Rod journal selection is a critical factor in building an engine. If you select a rod journal that is too small, the crankshaft will lose it's rigidity and flex. If the journal is too large, you'll have clearance issues with the case and camshaft.
The 1.7/1.8 rod journals are quite large and make for a solid crankshaft. The 2.0 rod journals are 5mm smaller (50mm in diameter) and are generally considered to be the smallest journal to use in a high performance engine.
The Type 1 1600cc rod journal and the Type 4 1.7/1.8 journals are the same diameter, but the Type 4 is wider. Other common journals are the Porsche journal and Chevy 2" (50.8mm). Some tuners have used rod journals from a VW Rabbit (Golf) engine, but due to their narrow diameter (46mm), some have found them to be too small and were causing the crank to flex. The journals were just too small.

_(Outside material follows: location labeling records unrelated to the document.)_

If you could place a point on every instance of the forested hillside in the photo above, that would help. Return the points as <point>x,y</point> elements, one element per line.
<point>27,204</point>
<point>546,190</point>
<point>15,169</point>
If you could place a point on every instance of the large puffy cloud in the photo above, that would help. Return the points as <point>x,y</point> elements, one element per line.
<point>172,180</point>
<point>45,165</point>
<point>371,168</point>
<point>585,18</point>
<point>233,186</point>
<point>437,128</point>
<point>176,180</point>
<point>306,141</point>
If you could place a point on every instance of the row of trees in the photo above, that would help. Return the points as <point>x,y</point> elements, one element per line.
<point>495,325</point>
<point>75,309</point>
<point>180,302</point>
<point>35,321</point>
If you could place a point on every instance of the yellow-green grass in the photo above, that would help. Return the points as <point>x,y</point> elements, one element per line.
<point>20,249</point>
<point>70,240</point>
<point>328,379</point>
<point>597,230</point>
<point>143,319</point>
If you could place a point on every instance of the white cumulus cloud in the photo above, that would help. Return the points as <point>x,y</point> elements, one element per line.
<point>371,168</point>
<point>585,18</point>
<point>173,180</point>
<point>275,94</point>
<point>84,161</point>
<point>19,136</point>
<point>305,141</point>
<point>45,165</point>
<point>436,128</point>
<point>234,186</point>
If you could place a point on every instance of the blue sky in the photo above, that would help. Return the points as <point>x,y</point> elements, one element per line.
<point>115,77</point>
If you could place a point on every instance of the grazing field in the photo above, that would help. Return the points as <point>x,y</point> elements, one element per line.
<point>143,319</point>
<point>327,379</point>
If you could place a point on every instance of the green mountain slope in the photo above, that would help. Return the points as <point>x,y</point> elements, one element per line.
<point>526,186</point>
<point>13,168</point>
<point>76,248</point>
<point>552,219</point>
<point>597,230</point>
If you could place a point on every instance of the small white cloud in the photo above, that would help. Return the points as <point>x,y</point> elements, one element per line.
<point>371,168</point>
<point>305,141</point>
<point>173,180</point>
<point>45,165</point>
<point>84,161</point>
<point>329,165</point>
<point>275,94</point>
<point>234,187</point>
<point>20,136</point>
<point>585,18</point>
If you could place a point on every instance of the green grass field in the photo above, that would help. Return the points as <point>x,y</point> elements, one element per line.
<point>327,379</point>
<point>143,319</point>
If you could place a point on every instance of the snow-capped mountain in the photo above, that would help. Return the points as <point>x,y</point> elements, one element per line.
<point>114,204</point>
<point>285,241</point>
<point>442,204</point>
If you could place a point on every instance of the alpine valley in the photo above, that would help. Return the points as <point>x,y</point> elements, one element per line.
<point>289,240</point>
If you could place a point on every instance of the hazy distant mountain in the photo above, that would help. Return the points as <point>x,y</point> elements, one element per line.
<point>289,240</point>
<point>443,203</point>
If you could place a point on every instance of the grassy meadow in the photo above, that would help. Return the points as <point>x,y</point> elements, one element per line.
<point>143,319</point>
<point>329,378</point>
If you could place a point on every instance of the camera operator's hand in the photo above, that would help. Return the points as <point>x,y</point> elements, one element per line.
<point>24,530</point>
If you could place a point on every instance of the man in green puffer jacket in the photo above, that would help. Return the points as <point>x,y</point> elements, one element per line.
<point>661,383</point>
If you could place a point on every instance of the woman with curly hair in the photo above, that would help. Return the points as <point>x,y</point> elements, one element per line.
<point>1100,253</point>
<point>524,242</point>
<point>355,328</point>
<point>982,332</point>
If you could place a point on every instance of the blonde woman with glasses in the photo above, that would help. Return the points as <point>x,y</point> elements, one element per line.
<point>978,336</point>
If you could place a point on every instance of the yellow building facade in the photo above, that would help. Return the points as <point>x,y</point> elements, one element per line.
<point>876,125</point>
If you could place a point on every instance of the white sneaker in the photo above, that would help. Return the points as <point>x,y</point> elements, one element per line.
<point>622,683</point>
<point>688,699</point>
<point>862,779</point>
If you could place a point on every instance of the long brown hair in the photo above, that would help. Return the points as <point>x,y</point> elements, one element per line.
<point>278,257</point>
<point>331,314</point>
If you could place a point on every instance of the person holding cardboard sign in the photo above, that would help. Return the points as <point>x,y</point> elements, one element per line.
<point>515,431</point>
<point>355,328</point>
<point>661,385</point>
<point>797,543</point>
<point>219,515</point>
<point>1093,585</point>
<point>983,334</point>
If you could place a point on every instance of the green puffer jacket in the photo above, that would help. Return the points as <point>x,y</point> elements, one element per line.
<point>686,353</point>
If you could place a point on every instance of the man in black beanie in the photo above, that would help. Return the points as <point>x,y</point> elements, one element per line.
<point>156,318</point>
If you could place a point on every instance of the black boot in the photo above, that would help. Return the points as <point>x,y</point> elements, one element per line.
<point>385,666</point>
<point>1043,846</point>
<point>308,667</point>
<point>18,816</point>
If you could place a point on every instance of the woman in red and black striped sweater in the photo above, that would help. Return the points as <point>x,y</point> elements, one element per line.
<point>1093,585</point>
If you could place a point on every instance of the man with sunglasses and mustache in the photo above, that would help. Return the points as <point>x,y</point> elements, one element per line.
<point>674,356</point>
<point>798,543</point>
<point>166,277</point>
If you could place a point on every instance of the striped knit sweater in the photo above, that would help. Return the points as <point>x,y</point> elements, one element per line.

If you decide to run different rod journals or if you decide to increase the stroke of the crankshaft, you will inevitably run into clearance issues. There are many points of interference to check when you are building a Type 4.
If you run a stroker crankshaft or are using connecting rods from another car, you might run into clearance problems at the crankcase, the piston at BDC, and the camshaft lobes. If you use stock 2.0 rods, clearanced on the big end, you can run strokes up to 78mm with reduced base circle camshafts.
It's this author's opinion that every engine, regardless if stock or not, needs to have these point of interference checked. It doesn't cost any more, except time, for you to assemble the parts and check to make sure that the parts will clear each other. It will surely cost you money if you assemble it unchecked and run the engine.
In the past, a few crankshaft options have been offrered that, for one reason or another, are not ideal options for any Type 4 engine in this day in age.
Roller crankshafts: Initially tested by the Porsche racing team and longed believed to be great for turning fast RPMs. Let's take a look at the roller crankshaft. The connecting rods rolled on roller bearings, the rod journal pressed into large discs. Basically the crankshaft is made of a series of discs pressed together to make a crankshaft.
Full circle counterweighting: This option has been offered cyclically for decades in the Type 1 world. This concept takes counterweighting to the next step, but instead of solving a problem, it creates more problems. The full circle adds weight to the crank shaft not on the side opposite of the rod journal, but adds weight to crankshaft were it's not needed. In fact, it's been reported that a full circle crankshaft suffers from the same problems as a stock, non-counterweighted crankshaft.
Every engine is different and has different requirements. I urge you to really study this article and select the crank that is best suited to your project.